Biopsies should be reviewed by a pathologist with expertise in lymphoma diagnosis. If this review is not available locally, the slides should be sent to a reference laboratory with hematopathology expertise. The proper classification of non-Hodgkin lymphoma is critical for treatment planning. Non-Hodgkin lymphomas are potentially curable, but without a precise diagnosis, optimal therapy may not be chosen.
Histologic criteria on biopsy include destruction of normal lymph node architecture and invasion of the capsule and adjacent fat by characteristic neoplastic cells. Immunophenotyping studies to determine the cell of origin are of great value in identifying specific subtypes and helping define prognosis and management; these studies also can be done on peripheral cells if they are present, but typically these stains are applied to formalin-fixed, paraffin-embedded tissue. Demonstration of the leukocyte common antigen CD45 by immunoperoxidase rules out metastatic cancer, which is often in the differential diagnosis of “undifferentiated” cancers. The test for leukocyte common antigen, most surface marker studies, and gene rearrangement (to document B-cell or T-cell clonality) can be done on fixed tissues. Cytogenetics and flow cytometry require fresh tissue.
Once the diagnosis of lymphoma is made, staging tests are done.
A combined fluorodeoxyglucose (FDG)-PET/CT scan of the chest, abdomen, and pelvis is recommended. PET/CT provides accurate location of lesions, their size (from CT) and tumor metabolism (from FDG-PET). If combined FDG-PET/CT is not available, a contrast-enhanced CT scan of the chest, abdomen, and pelvis is done.
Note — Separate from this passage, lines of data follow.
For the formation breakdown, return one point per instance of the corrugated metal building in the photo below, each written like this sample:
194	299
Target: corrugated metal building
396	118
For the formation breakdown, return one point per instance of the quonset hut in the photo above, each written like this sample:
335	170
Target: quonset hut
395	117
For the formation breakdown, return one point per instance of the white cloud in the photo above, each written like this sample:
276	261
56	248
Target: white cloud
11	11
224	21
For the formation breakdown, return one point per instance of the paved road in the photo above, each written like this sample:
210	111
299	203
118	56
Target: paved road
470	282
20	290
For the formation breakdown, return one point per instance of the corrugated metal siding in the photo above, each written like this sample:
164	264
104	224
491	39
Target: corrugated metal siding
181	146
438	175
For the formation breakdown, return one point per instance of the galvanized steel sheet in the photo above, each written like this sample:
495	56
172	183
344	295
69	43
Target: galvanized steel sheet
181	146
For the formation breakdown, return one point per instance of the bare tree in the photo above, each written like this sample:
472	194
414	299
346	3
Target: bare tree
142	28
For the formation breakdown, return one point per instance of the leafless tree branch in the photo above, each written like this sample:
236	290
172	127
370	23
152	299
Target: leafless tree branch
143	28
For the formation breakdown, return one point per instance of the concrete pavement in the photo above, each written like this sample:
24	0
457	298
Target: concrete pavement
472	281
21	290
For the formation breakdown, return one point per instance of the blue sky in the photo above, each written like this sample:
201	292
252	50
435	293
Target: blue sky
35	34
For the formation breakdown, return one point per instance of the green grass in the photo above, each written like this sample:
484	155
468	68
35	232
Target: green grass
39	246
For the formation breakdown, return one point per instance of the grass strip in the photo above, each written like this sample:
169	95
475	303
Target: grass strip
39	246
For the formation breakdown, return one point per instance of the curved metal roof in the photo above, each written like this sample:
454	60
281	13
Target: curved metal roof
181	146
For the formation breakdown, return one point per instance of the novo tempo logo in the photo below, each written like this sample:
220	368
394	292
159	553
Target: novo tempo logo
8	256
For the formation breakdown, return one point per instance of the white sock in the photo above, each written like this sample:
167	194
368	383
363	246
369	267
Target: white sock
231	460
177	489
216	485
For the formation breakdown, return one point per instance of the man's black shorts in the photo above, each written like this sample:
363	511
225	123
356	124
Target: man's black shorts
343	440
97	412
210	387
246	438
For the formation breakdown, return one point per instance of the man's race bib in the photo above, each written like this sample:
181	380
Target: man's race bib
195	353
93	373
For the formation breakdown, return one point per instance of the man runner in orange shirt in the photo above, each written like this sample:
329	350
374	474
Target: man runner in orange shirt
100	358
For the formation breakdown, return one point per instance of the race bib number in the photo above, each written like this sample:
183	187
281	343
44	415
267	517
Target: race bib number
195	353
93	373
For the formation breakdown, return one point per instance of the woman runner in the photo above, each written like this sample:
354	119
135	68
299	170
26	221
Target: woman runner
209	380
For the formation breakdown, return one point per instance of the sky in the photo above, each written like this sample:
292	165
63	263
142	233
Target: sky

Bone marrow aspiration and biopsy is often done in patients with non-Hodgkin lymphoma. Although bilateral posterior iliac crest biopsies can be done, unilateral biopsy is typically sufficient. Bone marrow biopsy may not be needed for staging large cell non-Hodgkin lymphoma if a PET scan has been done because FDG-PET is sensitive for bone marrow involvement. Bone marrow assessment in low-grade (indolent) non-Hodgkin lymphoma or T-cell non-Hodgkin lymphoma can also be limited to cases where findings will change management or are needed to assess cytopenias.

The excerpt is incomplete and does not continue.